Тройное Дно

22
18
20
22
24
26
28
30

— Эй! Не надо бабы.

— Чего? — воскликнул изумленно остановленный на бегу Телепин.

— Не надо бабы. Лучше возьми еще бутылочку…

— Будет тебе бутылочка, старичок!

Хоттабыч сел за стол, обхватил руками голову и вдруг запел: «Долго нас девчонкам ждать с чужедальней стороны… мы не все вернемся из полета-а-а! Воздушные рабочие войны…»

…Проснулся Хоттабыч в восьмом часу вечера оттого, что над ним стояли двое. Света в комнате не было, занавеска задернута, и только блик лампочки из коридора отмечался на елочном шаре.

«Ну вот и конец. Две судьбы моих, лихая да нелегкая. Квартира, несомненно, захвачена врагом, и сейчас вот возьмут меня под белы ручки и потащат к офицеру. А-а-а!» — очнулся Хоттабыч.

— Ты, что ли, делопут?

— Новый год проспишь. Вечер.

— Привиделось мне тут. Двадцать лет, как побоище не снилось. Решил, что вы германцы. Хорошо, что обороняться не начал.

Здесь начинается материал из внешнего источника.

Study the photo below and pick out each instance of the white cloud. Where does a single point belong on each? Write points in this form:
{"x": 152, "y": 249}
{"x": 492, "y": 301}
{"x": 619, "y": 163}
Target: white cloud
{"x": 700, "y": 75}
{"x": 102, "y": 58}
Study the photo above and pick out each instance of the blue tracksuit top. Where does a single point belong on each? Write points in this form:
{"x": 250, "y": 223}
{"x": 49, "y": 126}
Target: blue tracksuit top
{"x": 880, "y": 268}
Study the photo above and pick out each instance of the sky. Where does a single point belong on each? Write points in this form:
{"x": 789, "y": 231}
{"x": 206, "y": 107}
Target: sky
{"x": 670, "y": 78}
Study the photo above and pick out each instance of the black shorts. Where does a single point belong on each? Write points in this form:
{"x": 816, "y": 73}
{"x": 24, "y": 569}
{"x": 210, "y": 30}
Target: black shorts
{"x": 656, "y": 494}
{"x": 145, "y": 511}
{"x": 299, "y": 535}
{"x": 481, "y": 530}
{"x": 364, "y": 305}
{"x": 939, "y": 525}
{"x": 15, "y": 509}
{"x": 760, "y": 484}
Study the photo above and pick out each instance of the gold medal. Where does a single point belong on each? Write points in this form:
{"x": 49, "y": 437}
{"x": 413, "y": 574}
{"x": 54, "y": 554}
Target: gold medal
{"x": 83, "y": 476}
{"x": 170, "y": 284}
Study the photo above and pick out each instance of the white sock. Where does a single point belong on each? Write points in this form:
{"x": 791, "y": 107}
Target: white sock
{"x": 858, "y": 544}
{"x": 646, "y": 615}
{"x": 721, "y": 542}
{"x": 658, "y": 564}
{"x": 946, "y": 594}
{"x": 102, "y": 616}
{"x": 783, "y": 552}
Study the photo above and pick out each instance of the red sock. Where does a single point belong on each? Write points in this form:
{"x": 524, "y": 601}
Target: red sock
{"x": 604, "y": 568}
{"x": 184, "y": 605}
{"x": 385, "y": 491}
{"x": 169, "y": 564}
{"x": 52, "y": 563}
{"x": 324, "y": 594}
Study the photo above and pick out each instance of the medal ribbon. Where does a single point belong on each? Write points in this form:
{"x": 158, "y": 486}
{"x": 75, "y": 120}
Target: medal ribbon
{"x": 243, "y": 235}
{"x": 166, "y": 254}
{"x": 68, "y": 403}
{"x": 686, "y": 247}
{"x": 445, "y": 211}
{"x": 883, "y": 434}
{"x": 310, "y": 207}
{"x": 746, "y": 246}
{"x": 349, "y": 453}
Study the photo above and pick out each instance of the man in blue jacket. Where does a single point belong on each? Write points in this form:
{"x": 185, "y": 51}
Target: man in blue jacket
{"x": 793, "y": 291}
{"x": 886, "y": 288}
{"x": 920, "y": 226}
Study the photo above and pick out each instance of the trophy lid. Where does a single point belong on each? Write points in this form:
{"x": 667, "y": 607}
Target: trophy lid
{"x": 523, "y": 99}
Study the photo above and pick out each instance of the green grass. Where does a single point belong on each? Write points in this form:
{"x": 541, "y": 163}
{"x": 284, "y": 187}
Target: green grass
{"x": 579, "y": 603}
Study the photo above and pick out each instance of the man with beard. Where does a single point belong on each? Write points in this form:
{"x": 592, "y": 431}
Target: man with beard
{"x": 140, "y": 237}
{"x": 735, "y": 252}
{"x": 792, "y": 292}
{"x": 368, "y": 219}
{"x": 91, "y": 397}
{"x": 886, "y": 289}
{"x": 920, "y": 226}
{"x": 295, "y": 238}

— Ты, старик, недалек от истины. У нас гость из Литвы. Ларинчукас. Поздоровайся, Йонас. Это художник, старик. Только что из Паневежиса.

Хоттабыч встал, зажег свет. Оказалось, без десяти восемь…

— Ты фамилию правильно запомнил? Ларинчукас?

— Как он назвал, так я и запомнил.

— Хорошо. Излагай дальше. Включил Хоттабыч свет…

…Оказалось, без десяти восемь.

— Давай, дед. Ждем. Посмотришь, как мы там все уготовили. Угораздили всякое.

Избавленный от одиночества новогодней ночи и еще до конца не осознавший, что случилось или случится, чему быть, а чему миновать, в радости даже какой-то он стал одеваться. Влез в костюм. Потом нашел свои медали и надел их. «Даешь 50 лет победы над фашистской Германией!» — сказал он явственно. Любовно осмотрев запасы студня, он выбрал наилучший из оставшихся, в тарелке слева, сверху положил котлет, прихватил две четвертинки и вышел к Ларинчукасу и колдуну.

Стол содрогался от великолепия. Ларинчукас привез мясо и ветчину, а также черносмородиновое-крепкое.

— Неужто еще делают? — не поверил полувдовый старик.